Le capital est divisé en parts sociales, réparties entre associés selon leurs apports. Un ou plusieurs gérants administrent la société ; les statuts fixent les règles de majorité pour les décisions courantes et pour les décisions importantes (vente du bien, emprunt).
Par défaut, la SCI est soumise à l'impôt sur le revenu (IR) : elle est fiscalement "transparente", chaque associé déclare sa quote-part de revenus fonciers.
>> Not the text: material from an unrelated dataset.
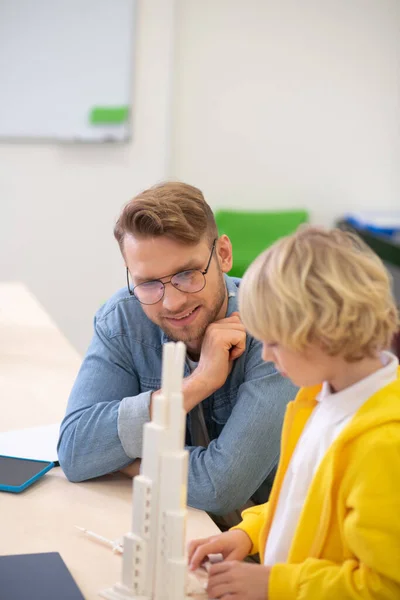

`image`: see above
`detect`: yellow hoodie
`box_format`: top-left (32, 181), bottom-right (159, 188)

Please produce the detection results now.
top-left (233, 368), bottom-right (400, 600)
Une option pour l'impôt sur les sociétés (IS) est possible, souvent pertinente en cas de location meublée ou de fort effet de levier — mais ce choix est irréversible et modifie le régime de taxation de la plus-value en cas de revente.
À comparer avec : si vous êtes seul et sans projet de transmission, détenir le bien en votre nom propre est plus simple et moins coûteux. La SCI prend son intérêt dès qu'il y a plusieurs détenteurs ou un objectif de transmission organisée.
Une société de transport loue son dépôt ou son garage à une SCI détenue par le même dirigeant, séparant ainsi le risque d'exploitation du patrimoine immobilier — ou une SCI familiale portant un investissement locatif classique, sans lien avec l'activité professionnelle.